If you don’t have HIV: Take measures to keep it that way.

  • limit your sexual activity to one partner who is similarly committed to only having sex with you
  • always use a condom
  • never share needles
  • if you have a high-risk exposure (such as through sexual contact or a needle stick), contact your healthcare provider or go to an urgent care clinic to consider taking a medication to prevent HIV infection.
  • HIV spreads through high-risk activities, such as sharing needles or having unprotected sex with a partner who has HIV or whose HIV status is unclear. Medicine known as PrEP (pre-exposure prophylaxis) can prevent infection if taken regularly. Talk to your doctor about this.

If you already have HIV: See your doctor for monitoring and treatment. A number of highly effective drugs are available to lower the amount of virus in your body.
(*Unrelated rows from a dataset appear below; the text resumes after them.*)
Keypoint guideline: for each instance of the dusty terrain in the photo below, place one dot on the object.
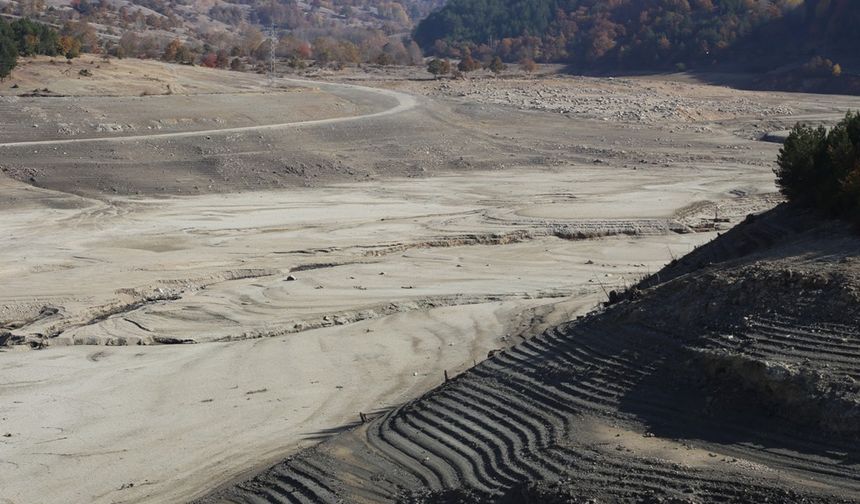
(730, 376)
(342, 246)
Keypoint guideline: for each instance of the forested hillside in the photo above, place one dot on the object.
(645, 34)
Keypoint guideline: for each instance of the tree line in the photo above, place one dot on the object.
(24, 37)
(821, 169)
(643, 34)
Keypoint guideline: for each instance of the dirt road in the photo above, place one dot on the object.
(212, 295)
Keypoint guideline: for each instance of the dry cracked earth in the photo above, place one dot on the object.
(210, 279)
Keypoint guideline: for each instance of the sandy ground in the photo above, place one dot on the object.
(364, 274)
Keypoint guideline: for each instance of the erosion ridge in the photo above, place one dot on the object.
(732, 375)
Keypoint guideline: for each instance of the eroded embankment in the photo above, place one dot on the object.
(730, 376)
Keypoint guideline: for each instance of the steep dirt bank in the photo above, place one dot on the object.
(731, 375)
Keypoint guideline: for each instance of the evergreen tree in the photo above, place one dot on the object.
(8, 50)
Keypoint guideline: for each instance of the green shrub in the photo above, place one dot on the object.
(821, 169)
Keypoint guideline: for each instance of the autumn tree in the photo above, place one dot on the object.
(497, 66)
(172, 50)
(439, 67)
(528, 65)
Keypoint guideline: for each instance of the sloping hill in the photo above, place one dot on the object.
(647, 34)
(733, 375)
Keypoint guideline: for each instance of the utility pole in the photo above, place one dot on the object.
(272, 44)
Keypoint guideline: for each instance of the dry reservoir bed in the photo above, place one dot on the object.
(300, 308)
(393, 283)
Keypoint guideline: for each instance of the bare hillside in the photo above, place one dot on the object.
(730, 376)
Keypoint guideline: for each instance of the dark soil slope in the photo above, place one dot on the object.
(733, 375)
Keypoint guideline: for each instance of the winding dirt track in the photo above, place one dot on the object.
(404, 102)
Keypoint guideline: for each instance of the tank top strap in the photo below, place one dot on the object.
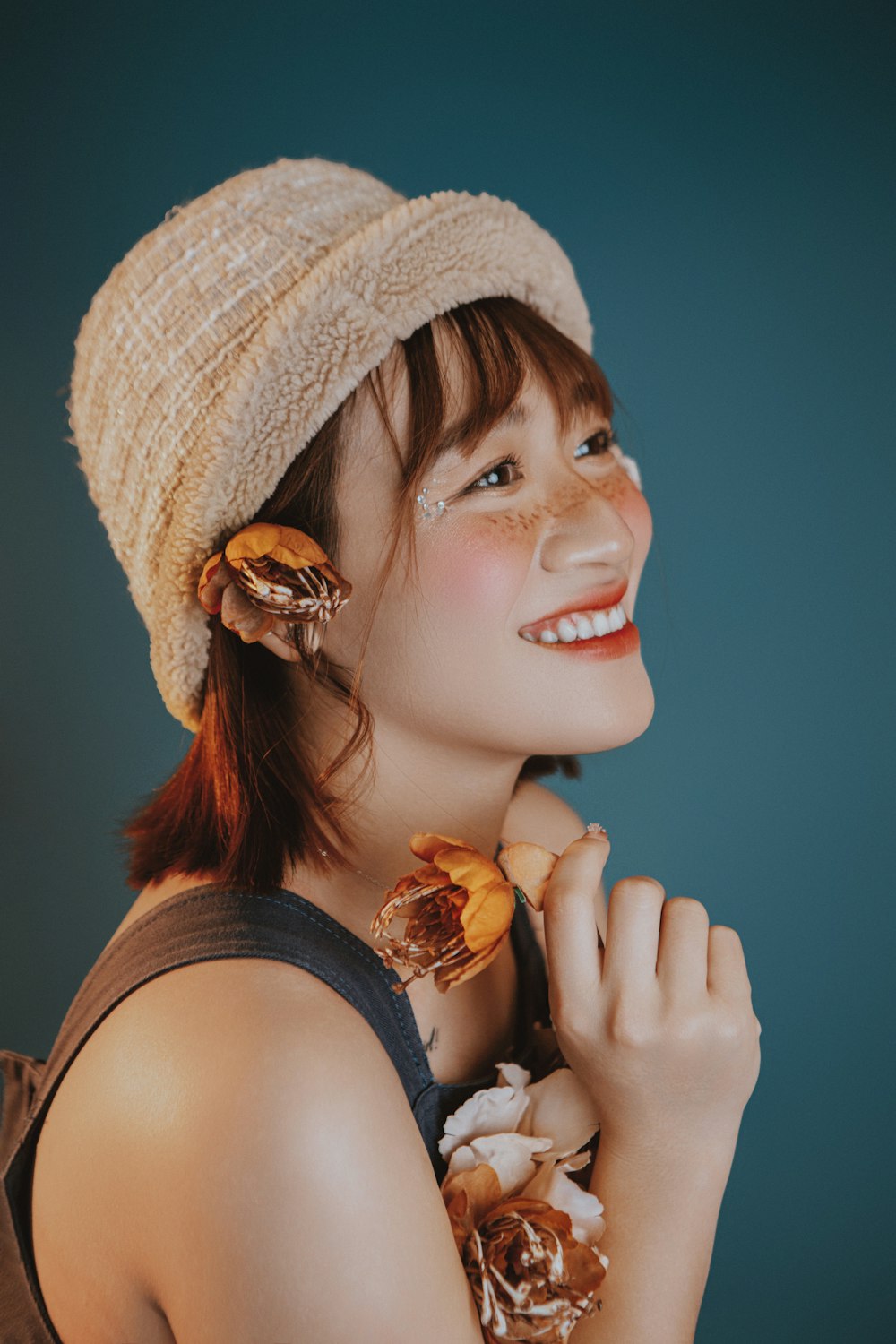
(217, 922)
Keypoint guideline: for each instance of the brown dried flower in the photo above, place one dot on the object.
(458, 909)
(268, 572)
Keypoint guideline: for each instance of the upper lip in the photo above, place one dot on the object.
(595, 601)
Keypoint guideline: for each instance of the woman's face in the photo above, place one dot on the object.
(446, 661)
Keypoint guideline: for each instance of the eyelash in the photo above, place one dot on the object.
(603, 437)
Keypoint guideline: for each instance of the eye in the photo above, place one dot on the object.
(599, 443)
(492, 476)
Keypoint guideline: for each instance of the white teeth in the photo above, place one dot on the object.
(581, 626)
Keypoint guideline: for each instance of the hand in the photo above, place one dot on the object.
(659, 1026)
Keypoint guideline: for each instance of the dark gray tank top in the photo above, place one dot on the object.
(214, 922)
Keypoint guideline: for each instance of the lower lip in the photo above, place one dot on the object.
(614, 645)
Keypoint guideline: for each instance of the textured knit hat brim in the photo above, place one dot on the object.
(191, 397)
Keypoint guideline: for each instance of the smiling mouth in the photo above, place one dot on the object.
(579, 626)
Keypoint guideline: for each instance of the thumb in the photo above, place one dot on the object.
(570, 927)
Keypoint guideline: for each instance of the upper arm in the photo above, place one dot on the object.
(541, 817)
(300, 1203)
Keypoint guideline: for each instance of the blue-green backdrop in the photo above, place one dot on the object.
(719, 175)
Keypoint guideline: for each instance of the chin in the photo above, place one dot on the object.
(618, 725)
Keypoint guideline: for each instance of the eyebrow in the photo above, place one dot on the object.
(452, 437)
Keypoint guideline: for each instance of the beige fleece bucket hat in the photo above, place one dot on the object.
(228, 336)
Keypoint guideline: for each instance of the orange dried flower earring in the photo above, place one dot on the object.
(268, 572)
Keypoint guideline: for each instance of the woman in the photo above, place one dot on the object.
(241, 1142)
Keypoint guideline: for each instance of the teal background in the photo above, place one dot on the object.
(719, 177)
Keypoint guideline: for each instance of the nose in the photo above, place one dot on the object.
(587, 531)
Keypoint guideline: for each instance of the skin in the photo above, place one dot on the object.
(460, 699)
(460, 702)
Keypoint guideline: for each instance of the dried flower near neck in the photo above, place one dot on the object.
(268, 572)
(458, 910)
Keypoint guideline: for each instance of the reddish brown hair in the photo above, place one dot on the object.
(247, 800)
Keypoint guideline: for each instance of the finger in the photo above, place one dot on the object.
(570, 929)
(727, 965)
(681, 957)
(633, 930)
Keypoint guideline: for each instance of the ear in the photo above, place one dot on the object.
(279, 642)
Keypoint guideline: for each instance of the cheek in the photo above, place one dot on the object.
(635, 511)
(476, 573)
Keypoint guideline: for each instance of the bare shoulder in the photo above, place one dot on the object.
(285, 1187)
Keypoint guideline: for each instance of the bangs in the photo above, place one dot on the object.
(498, 343)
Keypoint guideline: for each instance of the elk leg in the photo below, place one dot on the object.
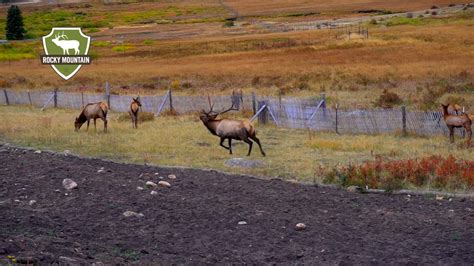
(259, 145)
(105, 124)
(451, 134)
(222, 141)
(230, 145)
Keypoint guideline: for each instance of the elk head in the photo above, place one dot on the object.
(211, 114)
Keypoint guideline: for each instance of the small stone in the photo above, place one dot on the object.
(69, 184)
(150, 184)
(353, 189)
(300, 226)
(164, 184)
(130, 214)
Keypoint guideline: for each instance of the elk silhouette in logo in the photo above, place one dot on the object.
(66, 45)
(457, 121)
(230, 128)
(134, 108)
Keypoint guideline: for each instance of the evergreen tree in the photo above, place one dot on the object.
(14, 28)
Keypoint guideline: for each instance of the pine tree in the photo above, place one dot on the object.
(14, 28)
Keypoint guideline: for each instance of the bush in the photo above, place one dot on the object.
(14, 28)
(435, 171)
(388, 99)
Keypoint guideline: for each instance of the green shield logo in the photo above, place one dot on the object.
(66, 51)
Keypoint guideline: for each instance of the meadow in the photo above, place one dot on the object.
(294, 155)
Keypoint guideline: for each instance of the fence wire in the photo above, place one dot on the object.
(295, 113)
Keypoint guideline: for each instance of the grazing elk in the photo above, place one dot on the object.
(92, 111)
(230, 129)
(455, 108)
(457, 121)
(134, 108)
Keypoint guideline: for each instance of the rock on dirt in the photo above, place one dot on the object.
(69, 184)
(300, 226)
(130, 214)
(244, 163)
(164, 184)
(150, 184)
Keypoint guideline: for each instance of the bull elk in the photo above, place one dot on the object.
(134, 108)
(92, 111)
(230, 129)
(457, 121)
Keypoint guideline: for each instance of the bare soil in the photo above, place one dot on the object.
(196, 219)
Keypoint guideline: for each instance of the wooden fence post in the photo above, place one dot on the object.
(254, 103)
(263, 116)
(107, 92)
(29, 97)
(404, 120)
(171, 101)
(55, 98)
(6, 96)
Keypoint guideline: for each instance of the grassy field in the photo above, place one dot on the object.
(183, 141)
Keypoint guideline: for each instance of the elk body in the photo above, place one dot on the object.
(134, 108)
(66, 45)
(92, 111)
(457, 121)
(230, 129)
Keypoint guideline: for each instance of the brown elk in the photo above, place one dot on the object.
(92, 111)
(455, 108)
(230, 129)
(457, 121)
(134, 108)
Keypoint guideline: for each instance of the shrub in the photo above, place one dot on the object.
(435, 171)
(388, 99)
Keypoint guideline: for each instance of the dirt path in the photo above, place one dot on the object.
(196, 220)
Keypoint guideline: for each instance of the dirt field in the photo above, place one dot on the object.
(196, 219)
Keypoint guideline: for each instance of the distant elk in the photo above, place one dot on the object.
(134, 108)
(230, 129)
(457, 121)
(92, 111)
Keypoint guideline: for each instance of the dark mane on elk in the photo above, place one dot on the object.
(230, 129)
(92, 111)
(457, 121)
(134, 108)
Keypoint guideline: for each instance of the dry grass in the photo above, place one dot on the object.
(184, 141)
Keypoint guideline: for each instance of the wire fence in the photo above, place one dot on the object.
(298, 113)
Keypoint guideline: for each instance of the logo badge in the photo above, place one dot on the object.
(66, 51)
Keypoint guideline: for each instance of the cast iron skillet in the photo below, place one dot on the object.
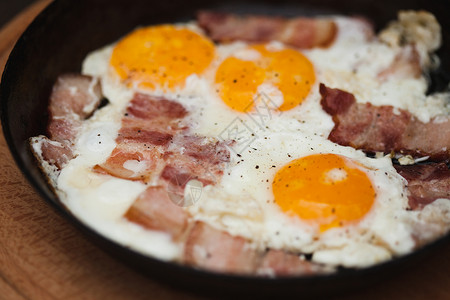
(58, 40)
This can prevent complications of HIV infection and reduce the risk of infecting others.

If you aren’t sure about your HIV status but have had possible exposure: Get tested. Estimates suggest that one out of every seven people infected with HIV doesn’t know it.

The bottom line

Since the HIV epidemic began, we have witnessed enormous progress: researchers identified the cause and understood how it spread; highly accurate testing became available; public health measures were undertaken to prevent spread; and effective medications were developed. However, this progress took many years. And we still have no vaccine to prevent HIV infection. New infections and related deaths remain far too common, and healthcare disparities persist in the fight against HIV.

The experience with HIV has demonstrated how dangerous a new and contagious infectious disease can be, even in places with highly sophisticated medical care — a truth highlighted more recently by the COVID-19 pandemic. There are undoubtedly many lessons to be learned from past infectious diseases, including HIV, SARS, MERS, and Ebola, as we grapple with COVID-19. But the lessons could go both ways. Perhaps the ways we combat COVID-19 — including the creation of new vaccines — can be applied to HIV.

Hopefully, the progress in fighting HIV/AIDS will continue, perhaps even to its elimination. And what we have learned from HIV infection over several decades, and from COVID-19 during the past year, should make us better equipped to fight the next pandemic.